Mayor Daley and several of his allies on the City Council are asking the city’s police officers and fire fighters to take 24 furlough days next year. Once again an employer – in this case, city government – is looking to balance its books by asking its employees to sacrifice. More than all of the bank bailouts and layoffs, the hallmark of this recession will be how employers have been embolden in their ability to convince employees to work for less.
Isn’t it better to be furloughed for a couple of weeks – even four or five weeks – rather than be laid off? Let’s do the math again. Say a police officer makes $75,000 for the year, about $1,500 per week. Five weeks of furlough days would mean a salary cut of $7,500 for the year. How many families could balance their budget losing that much income? Moreover, how will these cuts affect morale?
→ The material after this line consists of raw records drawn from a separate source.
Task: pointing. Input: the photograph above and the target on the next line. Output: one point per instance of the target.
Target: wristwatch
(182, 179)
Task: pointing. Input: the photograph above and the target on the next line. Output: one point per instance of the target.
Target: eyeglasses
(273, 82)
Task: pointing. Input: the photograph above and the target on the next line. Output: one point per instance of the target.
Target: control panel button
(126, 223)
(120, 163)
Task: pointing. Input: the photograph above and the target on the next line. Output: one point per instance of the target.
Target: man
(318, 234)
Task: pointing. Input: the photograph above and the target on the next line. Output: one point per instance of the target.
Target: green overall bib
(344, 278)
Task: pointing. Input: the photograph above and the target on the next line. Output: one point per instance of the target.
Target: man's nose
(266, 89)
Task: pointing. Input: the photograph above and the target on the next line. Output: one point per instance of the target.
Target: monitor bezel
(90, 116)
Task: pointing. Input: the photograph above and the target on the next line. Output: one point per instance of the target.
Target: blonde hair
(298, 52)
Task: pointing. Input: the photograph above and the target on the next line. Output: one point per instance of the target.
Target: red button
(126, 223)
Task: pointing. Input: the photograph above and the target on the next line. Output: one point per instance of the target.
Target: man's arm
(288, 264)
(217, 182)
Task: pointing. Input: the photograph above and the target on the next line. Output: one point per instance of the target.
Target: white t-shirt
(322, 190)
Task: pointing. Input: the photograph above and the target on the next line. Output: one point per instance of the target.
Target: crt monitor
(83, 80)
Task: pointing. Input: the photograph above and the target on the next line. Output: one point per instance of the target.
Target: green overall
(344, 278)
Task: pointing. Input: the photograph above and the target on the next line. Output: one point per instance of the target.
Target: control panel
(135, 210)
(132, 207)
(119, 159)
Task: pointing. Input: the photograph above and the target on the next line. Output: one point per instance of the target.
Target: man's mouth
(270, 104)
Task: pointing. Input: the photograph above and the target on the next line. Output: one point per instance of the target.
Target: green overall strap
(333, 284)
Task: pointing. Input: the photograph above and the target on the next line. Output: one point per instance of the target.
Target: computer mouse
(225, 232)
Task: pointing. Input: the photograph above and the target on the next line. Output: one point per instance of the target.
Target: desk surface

Wall Street brazenly tells us that it must pay million dollar bonuses to keep its “talent.” What about the talent that works for city government? I’m sure the city is banking on the fact that many police officers and fire fighters will not want to leave one of the few jobs that offers a good pension. That incentive may keep many on the job. It will not make them work harder or happier. Don’t get me wrong. Public safety officers are dedicated people who will do their duty, but they will – and should be – bitter. Risk your life – and give back 10% of your pay.
Every business has priorities. For city government, what could be a higher priority than public safety? If this plan takes effect, it will be a matter of time before other departments are asked to take even more furlough days. Where will it end?
Whether the employer is public or private, the practice of asking employees to take days off without pay is wrong. Employers benefit more from furlough days because the company saves money and gets to keep its trained employees. When an employer lays off workers, there will be costs and time needed for hiring and training. Furlough days work well for employers. They win. Workers lose.